Opel dévoile à son tour son modèle électrique

Print Friendly, PDF & Email

003_a260243La voiture électrique sauvera-t-elle le constructeur allemand ? La marque à l’éclair, qui espère le soutien financier de Berlin pour éviter la faillite, présente cette semaine au salon de l’automobile de Genève son premier modèle électrique, l’Ampera.

L’Ampera reprend la technologie développée par la maison mère d’Opel, General Motors, pour sa future Chevrolet Volt. Elle est équipée d’une batterie lithium-ion de 16 kWh qui permet de parcourir les 60 premiers kilomètres uniquement grâce à l’électricité, donc sans émissions de CO2. Au-delà, un moteur à combustion produit l’électricité nécessaire. Il se déclenche automatiquement et permet de parcourir jusqu’à 500 kilomètres. Ce n’est donc pas un modèle hybride traditionnel.

La batterie se recharge totalement en 2 heures 30 selon Opel, sur une simple prise électrique. Elle offre des performances intéressantes puisque sa durée de vie, dans des conditions classiques d’utilisation, est estimée à près de dix ans, une durée nettement supérieure aux batteries qui équipent les autres voitures électriques. En forme de T, elle est intégrée entre les sièges, ce qui fait de l’Ampera un modèle 4 places.

Grâce à cette technologie, l’Ampera émettra 40 grammes de CO2/km en moyenne. On estime qu’une voiture est « propre » quand elle émet moins de 120 grammes de CO2/km.

Côté design, l’Ampera est une berline de cinq portes, inspirée de l’Opel Insigina (voiture de l’année 2009).

L’Ampera devrait être commercialisée en Europe au second semestre 2011. Un an plus tard donc que sa cousine américaine, la Volt, dont la sortie est annoncée pour 2010.

Opel vise les consommateurs qui font moins de 60 kilomètres par jour. Le marché est important : 80% des conducteurs allemands parcourent moins de 50 km par jour.

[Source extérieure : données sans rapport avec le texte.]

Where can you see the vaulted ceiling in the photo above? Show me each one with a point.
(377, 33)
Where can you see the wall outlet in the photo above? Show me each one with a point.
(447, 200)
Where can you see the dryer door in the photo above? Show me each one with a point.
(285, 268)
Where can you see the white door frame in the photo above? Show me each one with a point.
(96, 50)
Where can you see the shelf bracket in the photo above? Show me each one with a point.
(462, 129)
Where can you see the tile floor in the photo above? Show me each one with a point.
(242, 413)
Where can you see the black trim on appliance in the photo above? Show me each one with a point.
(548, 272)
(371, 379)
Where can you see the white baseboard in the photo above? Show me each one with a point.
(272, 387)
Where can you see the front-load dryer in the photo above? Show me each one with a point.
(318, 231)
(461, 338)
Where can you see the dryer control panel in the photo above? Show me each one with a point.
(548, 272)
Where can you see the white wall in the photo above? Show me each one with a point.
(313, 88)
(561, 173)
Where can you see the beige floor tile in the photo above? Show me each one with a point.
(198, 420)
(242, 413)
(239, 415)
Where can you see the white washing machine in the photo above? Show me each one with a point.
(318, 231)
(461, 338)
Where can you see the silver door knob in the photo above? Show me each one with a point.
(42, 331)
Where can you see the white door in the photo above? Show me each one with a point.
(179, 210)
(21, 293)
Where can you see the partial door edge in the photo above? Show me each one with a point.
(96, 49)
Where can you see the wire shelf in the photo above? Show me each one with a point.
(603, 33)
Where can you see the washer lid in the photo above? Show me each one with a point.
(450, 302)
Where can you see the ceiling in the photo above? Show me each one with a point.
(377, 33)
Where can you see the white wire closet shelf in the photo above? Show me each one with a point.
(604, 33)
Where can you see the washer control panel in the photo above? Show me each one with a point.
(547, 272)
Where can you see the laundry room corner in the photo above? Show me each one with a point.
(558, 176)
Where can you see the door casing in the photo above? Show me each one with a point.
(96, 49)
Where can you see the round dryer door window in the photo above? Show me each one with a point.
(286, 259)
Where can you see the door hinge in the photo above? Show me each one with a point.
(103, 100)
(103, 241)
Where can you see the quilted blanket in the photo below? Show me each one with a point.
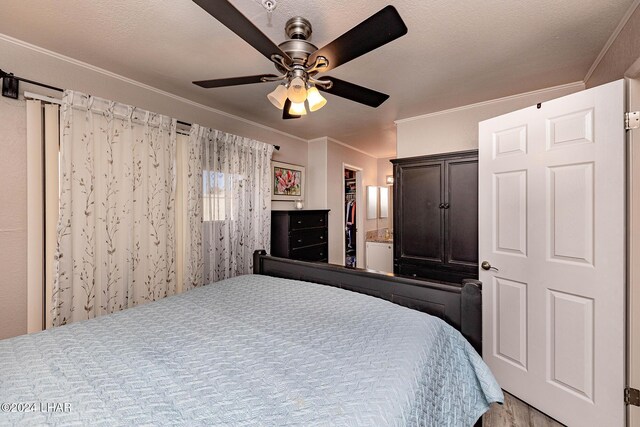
(252, 350)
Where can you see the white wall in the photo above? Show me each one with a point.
(13, 218)
(457, 129)
(316, 188)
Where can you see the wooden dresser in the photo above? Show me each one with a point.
(300, 234)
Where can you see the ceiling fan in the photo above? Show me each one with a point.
(299, 62)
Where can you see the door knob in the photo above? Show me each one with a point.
(486, 266)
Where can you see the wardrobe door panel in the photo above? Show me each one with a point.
(421, 216)
(461, 214)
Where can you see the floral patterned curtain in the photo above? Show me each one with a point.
(228, 205)
(116, 232)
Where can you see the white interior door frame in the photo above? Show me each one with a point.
(360, 211)
(633, 248)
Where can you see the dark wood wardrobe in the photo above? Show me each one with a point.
(436, 216)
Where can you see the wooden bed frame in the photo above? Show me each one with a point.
(459, 305)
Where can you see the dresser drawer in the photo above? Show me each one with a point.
(300, 220)
(307, 237)
(311, 253)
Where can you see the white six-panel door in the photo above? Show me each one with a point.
(552, 221)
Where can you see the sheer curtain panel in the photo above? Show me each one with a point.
(116, 231)
(228, 205)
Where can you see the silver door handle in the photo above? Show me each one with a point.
(486, 266)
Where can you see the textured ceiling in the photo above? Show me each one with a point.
(455, 53)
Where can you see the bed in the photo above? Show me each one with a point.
(259, 349)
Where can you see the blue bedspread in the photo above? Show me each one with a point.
(252, 350)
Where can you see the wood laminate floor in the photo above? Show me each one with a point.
(516, 413)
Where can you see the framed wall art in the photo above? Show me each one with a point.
(287, 181)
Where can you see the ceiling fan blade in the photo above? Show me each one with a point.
(375, 31)
(285, 111)
(234, 20)
(233, 81)
(354, 92)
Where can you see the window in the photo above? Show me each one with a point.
(217, 196)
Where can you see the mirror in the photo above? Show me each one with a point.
(384, 202)
(372, 202)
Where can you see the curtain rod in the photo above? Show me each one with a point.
(4, 75)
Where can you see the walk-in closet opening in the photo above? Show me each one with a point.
(353, 250)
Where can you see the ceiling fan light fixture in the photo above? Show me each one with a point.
(278, 96)
(297, 109)
(297, 91)
(315, 100)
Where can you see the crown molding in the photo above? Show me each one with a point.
(141, 85)
(574, 85)
(612, 39)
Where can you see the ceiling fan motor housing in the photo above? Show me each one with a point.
(298, 30)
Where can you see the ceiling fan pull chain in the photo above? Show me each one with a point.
(270, 5)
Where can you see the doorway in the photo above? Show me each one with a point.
(633, 246)
(353, 236)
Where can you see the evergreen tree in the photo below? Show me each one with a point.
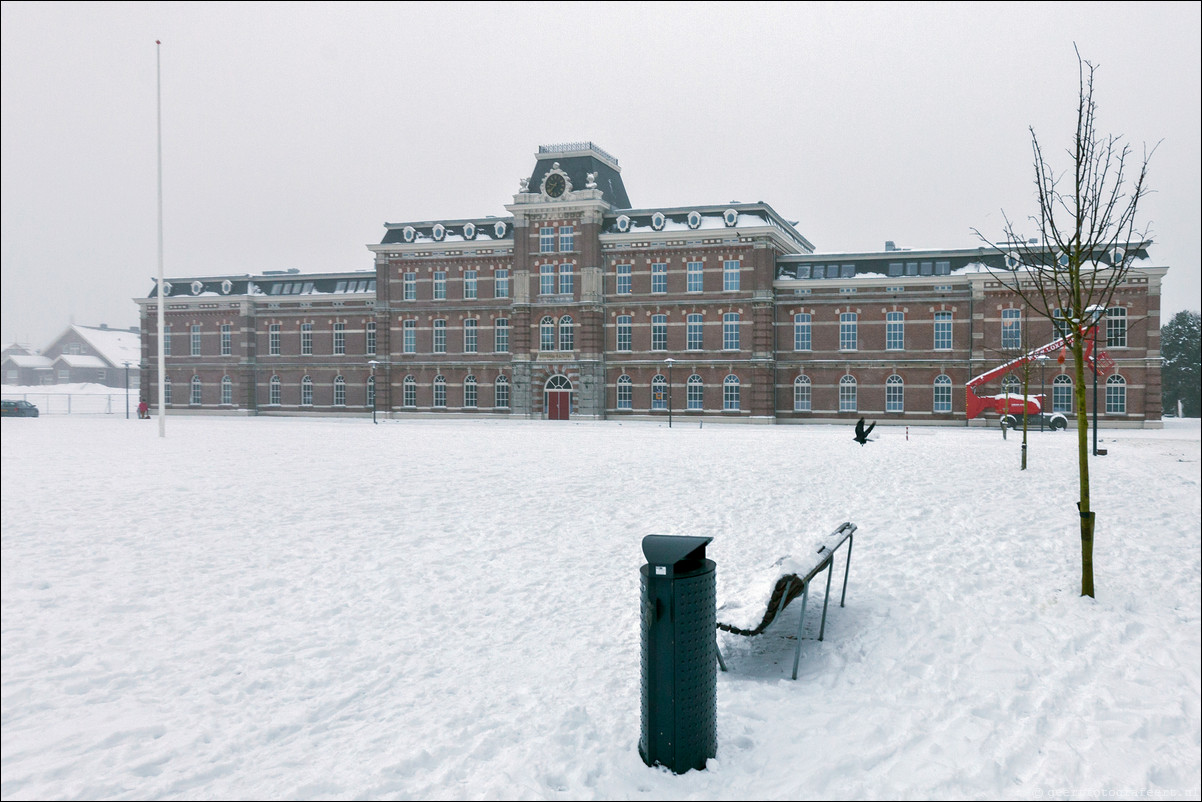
(1180, 345)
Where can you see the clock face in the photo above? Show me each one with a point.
(554, 185)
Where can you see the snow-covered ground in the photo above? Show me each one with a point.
(290, 609)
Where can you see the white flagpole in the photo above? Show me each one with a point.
(162, 358)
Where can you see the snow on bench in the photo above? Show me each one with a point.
(771, 590)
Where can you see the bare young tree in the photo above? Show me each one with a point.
(1078, 255)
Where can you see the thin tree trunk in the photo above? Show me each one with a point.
(1087, 516)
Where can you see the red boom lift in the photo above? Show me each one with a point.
(1011, 405)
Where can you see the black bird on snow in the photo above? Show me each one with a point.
(862, 433)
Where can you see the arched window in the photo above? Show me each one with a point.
(695, 394)
(848, 402)
(1061, 394)
(731, 393)
(1116, 394)
(894, 394)
(566, 338)
(942, 393)
(659, 392)
(625, 392)
(802, 402)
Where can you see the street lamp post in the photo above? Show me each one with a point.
(374, 390)
(126, 390)
(670, 362)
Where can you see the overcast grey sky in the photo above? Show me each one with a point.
(293, 131)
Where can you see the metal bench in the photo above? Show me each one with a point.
(797, 583)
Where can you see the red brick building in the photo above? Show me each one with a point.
(578, 306)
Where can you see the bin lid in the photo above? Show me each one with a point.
(670, 550)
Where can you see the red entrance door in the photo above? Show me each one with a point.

Reste une inconnue de taille : le prix. L’Ampera est très chère à fabriquer, en raison notamment de sa batterie. Opel ne donne aucune indication sur le futur prix de vente, forcément plus cher qu’un modèle traditionnel. La marque voudrait promouvoir un « prix d’usage » en soulignant que l’électricité coûtera très peu cher au km parcouru. Mais la chute du prix du pétrole rend cet argument moins pertinent aux yeux des consommateurs.

« Tout dépendra des aides que les gouvernements accorderont pour l’achat d’un véhicule peu polluant lors de la mise sur le marché, souligne Frank Weber, ingénieur en chef chez GM. Il sera peut-être plus intéressant de commencer la commercialisation dans certains pays, voire dans certains grandes villes qui prendraient des mesures spécifiques en faveur des véhicules propres ».

Autre inconnue : que se passera-t-il si Opel devait sortir du giron de GM, comme certains le demandent ? L’Ampera reprend la plate-forme de la Volt et Opel n’a pas développé de technologie spécifique.

Outre la présentation de l’Ampera en première mondiale, le salon de l’automobile de Genève s’annonce très « vert ». Quasiment tous les constructeurs travaillent actuellement sur des modèles électriques. PSA Peugeot Citroën a ainsi annoncé, hier, une alliance avec Mitsubishi pour commercialiser un modèle électrique. Plus discrètement, des constructeurs chinois (BYD) et indien (Reva) avancent aussi leurs pions sur ce marché naissant.